The small, freshwater hydrozoan animal Hydra appears to be truly immortal.
In ancient Greek myth, the Hydra was a multi-headed monster that grew two more heads for every one that it lost. As it turns out, the real-life animal named after this mythical beast may be even more tenacious.
A new study finds that hydra — spindly, freshwater polyps — can live seemingly forever, without aging.
Unlike most multicellular species, hydra don't show any signs of deteriorating with age, according to the new research, published Dec. 7 in the journal Proceedings of the National Academy of Sciences
Over eight years, the researchers found no evidence of senescence in their coddled hydra. Death rates held constant at one per 167 hydras per year, no matter their age. (The "oldest" animals studied were clones of hydras that had been around for 41 years — though individuals were only studied for eight years, some were biologically older because they were genetic clones.) Likewise, fertility remained constant for 80 percent of the individual hydras over time. The other 20 percent fluctuated up and down, likely because of laboratory conditions.
"I do believe that an individual hydra can live forever under the right circumstances," Martinez said.
In the wild, disease, predators and water contamination kill off hydras before they can achieve immortality. But the findings fly in the face of old models that assumed that all animals must decline with age, Martinez said. And that means that studying hydra could help scientists unravel the mystery of why most animals do age.
"I’m hoping this work helps sparks another scientist to take a deeper look at immortality," Martinez said, "perhaps in some other organism that helps bring more light to the mysteries of aging.”
The actual paper is here.
Obviously, the mechanisms of immortality (or as scientists would call it “nonsenescence”) for Hydra are not directly applicable to interventions designed to retard the human aging process. However, the benefit of basic science research such as this is that it can lead to novel, sometimes, unexpected, directions, can promote work in other species, and can lead to innovative discovered that may, eventually, directly or indirectly affect human health. So, no, humans cannot have “a high proportion of stem cells, constant and rapid cell turnover, few cell types, a simple body plan, and…[a] germ line is not segregated from the soma;” nevertheless, further investigation into the Hydra and other relevant mechanism may someday help unlock the key to inhibition of senescence in humans, leading to longer and healthier lives.

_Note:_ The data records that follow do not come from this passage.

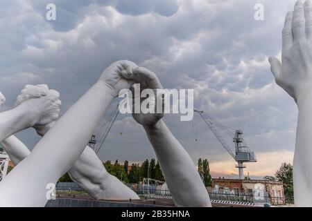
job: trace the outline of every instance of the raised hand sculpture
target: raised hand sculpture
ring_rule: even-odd
[[[141,89],[162,89],[155,74],[148,69],[137,68],[133,75]],[[153,98],[155,102],[150,103],[155,105],[155,113],[141,112],[132,116],[146,132],[173,201],[177,206],[211,206],[208,192],[193,160],[162,119],[164,115],[156,111],[157,102],[162,98],[161,95],[157,96],[159,97]]]
[[[47,185],[55,184],[81,155],[112,100],[119,90],[129,88],[133,84],[129,79],[136,67],[132,62],[119,61],[106,68],[32,153],[0,182],[0,206],[46,204]],[[40,166],[38,162],[42,162]]]
[[[26,86],[17,97],[17,104],[28,99],[42,96],[45,87],[42,86]],[[5,101],[4,96],[0,93],[0,106]],[[1,102],[2,101],[2,102]],[[36,106],[34,106],[36,108]],[[51,115],[52,116],[49,116]],[[46,118],[54,119],[54,113],[46,113]],[[42,120],[43,122],[43,120]],[[47,122],[50,122],[48,121]],[[47,124],[41,124],[40,134],[44,136],[49,129],[55,124],[52,122]],[[38,127],[35,127],[36,129]],[[17,165],[26,158],[31,151],[16,137],[12,135],[3,140],[1,144],[15,165]],[[77,183],[89,195],[99,200],[128,200],[139,199],[139,197],[129,187],[114,176],[110,175],[104,167],[94,151],[87,146],[73,166],[68,171],[71,179]]]
[[[270,57],[276,83],[297,103],[299,110],[293,162],[297,206],[312,206],[312,1],[297,1],[282,31],[281,64]]]
[[[0,142],[29,127],[39,131],[58,117],[61,102],[56,90],[46,85],[26,86],[24,90],[37,91],[31,97],[26,97],[22,92],[13,109],[0,113]]]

Senescence, the increase in mortality and decline in fertility with age after maturity, was thought to be inevitable for all multicellular species capable of repeated breeding. Recent theoretical advances and compilations of data suggest that mortality and fertility trajectories can go up or down, or remain constant with age, but the data are scanty and problematic. Here, we present compelling evidence for constant age-specific death and reproduction rates in Hydra, a basal metazoan, in a set of experiments comprising more than 3.9 million days of observations of individual Hydra. Our data show that 2,256 Hydra from two closely related species in two laboratories in 12 cohorts, with cohort age ranging from 0 to more than 41 y, have extremely low, constant rates of mortality. Fertility rates for Hydra did not systematically decline with advancing age. This falsifies the universality of the theories of the evolution of aging that posit that all species deteriorate with age after maturity. The nonsenescent life history of Hydra implies levels of maintenance and repair that are sufficient to prevent the accumulation of damage for at least decades after maturity, far longer than the short life expectancy of Hydra in the wild. A high proportion of stem cells, constant and rapid cell turnover, few cell types, a simple body plan, and the fact that the germ line is not segregated from the soma are characteristics of Hydra that may make nonsenescence feasible. Nonsenescence may be optimal because lifetime reproduction may be enhanced more by extending adult life spans than by increasing daily fertility.
Obviously, the mechanisms of immortality (or as scientists would call it “nonsenescence”) for Hydra are not directly applicable to interventions designed to retard the human aging process. However, the benefit of basic science research such as this is that it can lead to novel, sometimes, unexpected, directions, can promote work in other species, and can lead to innovative discovered that may, eventually, directly or indirectly affect human health. So, no, humans cannot have “a high proportion of stem cells, constant and rapid cell turnover, few cell types, a simple body plan, and…[a] germ line is not segregated from the soma;” nevertheless, further investigation into the Hydra and other relevant mechanism may someday help unlock the key to inhibition of senescence in humans, leading to longer and healthier lives.